Updating Expository Preaching continues the legacy Ray started at Southwestern. Rewriting this work adds Ray’s voice to the task of training text-driven preachers at Southwestern today. Let the Text Talk seeks to supply a basic how-to manual on text-driven preaching for both the classroom and those without seminary education.
Q: What is the meaning of the title “Let the Text Talk”?
A: Preaching is a theological task. It hinges on the nature of God and the nature of His Word. God is. God has spoken. God has called men to speak on His behalf. Therefore, preaching is proclaiming, explaining, illustrating, arguing, and applying what God has already said. The title Let the Text Talk attempts to capture this reality—the essence of preaching. Thus, true preaching is giving the text a voice. Preaching must let the text of God’s Word do the talking.
Q: What separates this book from other books on preaching?
A: Many homiletical how-to books are available. More specifically, there are many great volumes on expository preaching. However, very few resources are available that exclusively teach the basic nuts and bolts of text-driven preaching. Expository preaching and text-driven preaching should be synonymous terms, but so often fail to be. So many of the nuances of text-driven preaching originate right here at Southwestern Seminary. A need existed to codify the basic instruction of text-driven preaching in one volume that would be useful in the classroom and beneficial to those without seminary education.
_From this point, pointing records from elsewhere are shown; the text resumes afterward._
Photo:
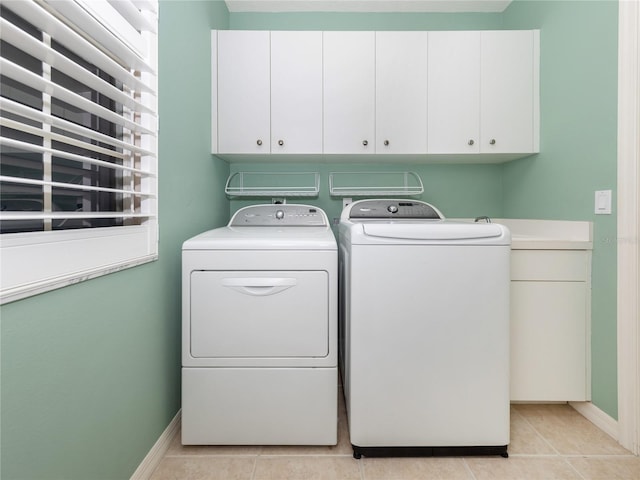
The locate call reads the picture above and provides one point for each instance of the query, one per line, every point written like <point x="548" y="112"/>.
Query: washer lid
<point x="433" y="230"/>
<point x="279" y="215"/>
<point x="391" y="209"/>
This volume is also distinct from others in that it provides a history of the development of exposition and text-driven preaching. Such a history should deepen the reader’s appreciation for this homiletical heritage. Furthermore, a knowledge of the origin and development of text-driven preaching serves to assist preachers in distinguishing true text-driven preaching from other varieties.
Q: Whom do you hope will benefit from this book?
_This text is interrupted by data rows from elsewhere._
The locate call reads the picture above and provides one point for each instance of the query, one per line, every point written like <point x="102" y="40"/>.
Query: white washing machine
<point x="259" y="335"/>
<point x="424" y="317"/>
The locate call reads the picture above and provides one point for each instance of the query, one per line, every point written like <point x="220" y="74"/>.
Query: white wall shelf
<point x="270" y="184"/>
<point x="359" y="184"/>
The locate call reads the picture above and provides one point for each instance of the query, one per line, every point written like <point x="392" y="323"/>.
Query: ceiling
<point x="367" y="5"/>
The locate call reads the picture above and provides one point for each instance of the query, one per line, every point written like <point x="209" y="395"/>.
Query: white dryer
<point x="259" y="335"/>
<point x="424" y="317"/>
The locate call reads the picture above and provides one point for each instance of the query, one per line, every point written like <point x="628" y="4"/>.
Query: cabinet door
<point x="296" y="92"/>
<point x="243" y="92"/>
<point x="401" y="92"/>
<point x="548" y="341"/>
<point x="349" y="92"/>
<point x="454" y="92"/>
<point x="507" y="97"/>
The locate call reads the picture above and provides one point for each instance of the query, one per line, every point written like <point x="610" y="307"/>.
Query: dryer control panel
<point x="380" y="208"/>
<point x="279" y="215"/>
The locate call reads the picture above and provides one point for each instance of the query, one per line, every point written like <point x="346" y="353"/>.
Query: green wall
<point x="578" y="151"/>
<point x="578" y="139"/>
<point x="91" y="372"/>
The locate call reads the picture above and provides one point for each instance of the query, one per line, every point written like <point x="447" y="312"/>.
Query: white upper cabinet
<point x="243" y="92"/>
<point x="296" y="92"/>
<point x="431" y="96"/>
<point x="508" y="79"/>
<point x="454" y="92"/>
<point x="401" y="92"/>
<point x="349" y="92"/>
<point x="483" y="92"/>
A: First, I hope preachers of all kinds, ages, and experience levels will benefit from this book. The book is designed to teach from scratch. However, it should also serve to refine further the skills of any preacher who desires to grow in his understanding and practice of text-driven preaching.
Second, I hope any Christian who desires to know how to handle God’s Word more accurately (2 Timothy 2:15) will benefit from this book. Yes, it is written primarily for preachers. Yet, Sunday School teachers, Bible study leaders, and anyone who reads God’s Word for their own instruction will benefit from this book.
Finally, I pray this volume serves the church—the pastor and the people. I pray it enriches the preaching within the local church. I pray it deepens the people’s understanding of what it means to divide rightly God’s Word according to the terms by which the Spirit inspired it. This will bring both individual and corporate benefit to the local church.